- Kilfintinan
- Coordinates: 52°41′55″N 8°45′47″W﻿ / ﻿52.698598°N 8.762973°W
- Country: Ireland
- Province: Munster
- County: County Clare
- Time zone: UTC+0 (WET)
- • Summer (DST): UTC-1 (IST (WEST))

= Kilfintinan =

Civil parish in County Clare, Ireland

Kilfintinan (Cill Fhiontanáin) is a civil parish in County Clare, Ireland.
It is part of the Catholic parish of Cratloe.

==Name==
The name Cill Fintinan would mean "Church of Fintinan", but there is no known Irish Saint Fintinan. The name is therefore thought to come from Cill Fionn tSeanain, or "Church of the fair Senan".

==Location==
The parish is in the barony of Bunratty Lower, and contains a small part of the town of Sixmilebridge.
It contains the village of Cratloe.
It extends south from this town to the River Shannon.
The parish includes two small islands of Grass and Graigue in the Shannon.
The road from Limerick to Ennis crosses the south of the parish.
It is 3 by 1.75 mi and covers 6,115 acre.

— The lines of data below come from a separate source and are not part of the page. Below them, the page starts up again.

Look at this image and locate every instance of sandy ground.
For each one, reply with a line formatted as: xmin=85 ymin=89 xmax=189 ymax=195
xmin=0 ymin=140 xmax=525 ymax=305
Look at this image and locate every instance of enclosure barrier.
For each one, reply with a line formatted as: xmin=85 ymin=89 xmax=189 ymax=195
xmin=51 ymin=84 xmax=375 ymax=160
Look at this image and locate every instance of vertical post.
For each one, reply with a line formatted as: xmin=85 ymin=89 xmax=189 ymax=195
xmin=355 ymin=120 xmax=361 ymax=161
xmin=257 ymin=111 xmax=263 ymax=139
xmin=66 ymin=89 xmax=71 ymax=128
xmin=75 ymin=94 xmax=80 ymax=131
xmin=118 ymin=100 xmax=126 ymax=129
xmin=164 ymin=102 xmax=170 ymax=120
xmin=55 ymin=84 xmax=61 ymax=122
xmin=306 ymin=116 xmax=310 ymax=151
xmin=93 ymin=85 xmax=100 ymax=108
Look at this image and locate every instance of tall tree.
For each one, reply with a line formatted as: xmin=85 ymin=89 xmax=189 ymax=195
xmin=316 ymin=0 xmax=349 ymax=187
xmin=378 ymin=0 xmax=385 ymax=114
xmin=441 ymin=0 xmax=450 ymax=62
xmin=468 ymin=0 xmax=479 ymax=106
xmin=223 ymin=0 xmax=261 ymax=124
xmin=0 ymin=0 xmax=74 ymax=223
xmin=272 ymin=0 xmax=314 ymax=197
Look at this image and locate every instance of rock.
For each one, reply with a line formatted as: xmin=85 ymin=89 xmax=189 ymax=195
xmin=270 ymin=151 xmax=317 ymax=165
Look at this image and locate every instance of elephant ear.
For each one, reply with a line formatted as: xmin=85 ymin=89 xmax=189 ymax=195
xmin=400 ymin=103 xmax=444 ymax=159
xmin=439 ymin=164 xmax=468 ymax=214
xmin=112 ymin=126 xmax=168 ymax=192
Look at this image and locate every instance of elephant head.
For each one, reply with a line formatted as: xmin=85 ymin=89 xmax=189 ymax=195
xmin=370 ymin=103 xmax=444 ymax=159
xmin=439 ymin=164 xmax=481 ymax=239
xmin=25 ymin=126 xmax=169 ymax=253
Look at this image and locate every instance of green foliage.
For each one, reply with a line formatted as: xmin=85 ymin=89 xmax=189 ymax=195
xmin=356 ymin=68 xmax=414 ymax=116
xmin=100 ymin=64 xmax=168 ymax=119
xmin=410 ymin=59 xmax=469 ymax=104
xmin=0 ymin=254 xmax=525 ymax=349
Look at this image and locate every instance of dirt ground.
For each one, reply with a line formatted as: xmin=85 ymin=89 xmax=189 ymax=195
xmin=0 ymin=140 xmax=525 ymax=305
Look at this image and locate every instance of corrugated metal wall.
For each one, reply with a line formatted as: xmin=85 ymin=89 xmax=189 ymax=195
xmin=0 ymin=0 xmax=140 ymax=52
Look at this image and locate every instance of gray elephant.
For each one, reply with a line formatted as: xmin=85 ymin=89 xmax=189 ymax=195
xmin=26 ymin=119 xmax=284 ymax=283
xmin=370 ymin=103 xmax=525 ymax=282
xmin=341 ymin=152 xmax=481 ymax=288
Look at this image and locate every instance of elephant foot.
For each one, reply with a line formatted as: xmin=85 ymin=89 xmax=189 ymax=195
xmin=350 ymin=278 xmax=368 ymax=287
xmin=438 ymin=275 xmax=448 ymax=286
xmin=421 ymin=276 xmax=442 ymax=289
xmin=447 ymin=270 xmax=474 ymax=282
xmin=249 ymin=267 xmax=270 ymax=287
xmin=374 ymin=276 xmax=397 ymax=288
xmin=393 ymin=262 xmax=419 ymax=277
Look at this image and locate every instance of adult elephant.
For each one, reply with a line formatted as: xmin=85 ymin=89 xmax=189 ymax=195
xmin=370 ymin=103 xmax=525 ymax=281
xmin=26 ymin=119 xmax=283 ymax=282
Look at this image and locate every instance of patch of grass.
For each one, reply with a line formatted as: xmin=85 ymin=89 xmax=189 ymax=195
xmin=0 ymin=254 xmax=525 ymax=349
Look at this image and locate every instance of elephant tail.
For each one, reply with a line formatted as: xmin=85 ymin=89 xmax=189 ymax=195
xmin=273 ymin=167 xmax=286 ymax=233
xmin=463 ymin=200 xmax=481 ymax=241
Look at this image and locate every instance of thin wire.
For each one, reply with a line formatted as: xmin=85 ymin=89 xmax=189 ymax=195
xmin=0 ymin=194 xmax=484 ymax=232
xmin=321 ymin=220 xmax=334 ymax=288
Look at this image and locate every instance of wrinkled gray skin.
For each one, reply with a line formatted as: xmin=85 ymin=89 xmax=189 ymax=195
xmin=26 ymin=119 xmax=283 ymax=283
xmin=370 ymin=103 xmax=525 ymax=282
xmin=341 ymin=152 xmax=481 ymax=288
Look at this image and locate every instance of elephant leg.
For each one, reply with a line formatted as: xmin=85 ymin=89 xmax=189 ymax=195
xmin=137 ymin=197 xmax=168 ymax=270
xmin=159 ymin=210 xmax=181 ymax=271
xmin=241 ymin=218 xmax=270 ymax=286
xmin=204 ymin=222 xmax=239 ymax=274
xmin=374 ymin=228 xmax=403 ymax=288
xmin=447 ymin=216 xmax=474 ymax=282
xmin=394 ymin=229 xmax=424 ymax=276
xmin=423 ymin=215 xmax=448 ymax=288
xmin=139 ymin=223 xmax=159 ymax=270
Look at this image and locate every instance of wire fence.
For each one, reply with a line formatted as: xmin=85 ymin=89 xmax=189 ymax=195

==Antiquities and history==
The old church of Kilfintinan in the townland of Ballybrohan was almost entirely demolished by 1897.
The church of Cruachán in the townland of Brickhill was in reasonably good condition.
It was large, and surrounded by a large graveyard.
There was another graveyard called Cill-an-bothair in the Ballyliddane townland, but no trace of a church.

An old cromlech in very good condition stood near the Cruachán ruins. There was another nearby, but it had been demolished.
On the hill called the Leacht, near the cromlechs, there was the grave of an unknown Irish chieftain from pre-Christian times.
As of 1837 the ruins of the castles of Cratloe, Cratloe Kail, and Ballintlea were still visible.
The Ballintea castle is not found in the 1580 list of castles.

In the mid-18th century there was a shortage of Catholic priests in the region.
The parish of Kilfintinan was therefore merged with part of the parish of Killeely, forming what is now known as the parish of Cratloe after the village of that name.
The population in 1841 was 2,633 in 424 houses.
At that time there were two Catholic chapels.

==Townlands==
The parish holds the townlands of Ballinphunta, Ballintlea North, Ballintlea South, Ballybroughan, Ballyliddan East, Ballyliddan West, Ballymorris, Ballyroe, Brickhill East, Brickhill West, Calluragh, Cappanalaght, Carrowmore, Carrownerribul, Castlequarter, Cratloe, Fortwilliam, Gallowshill, Garryncurra, Gortnanool, Heathmount, Island, Knockroe, Laghile, Mountievers, Moyhill and Portdrine.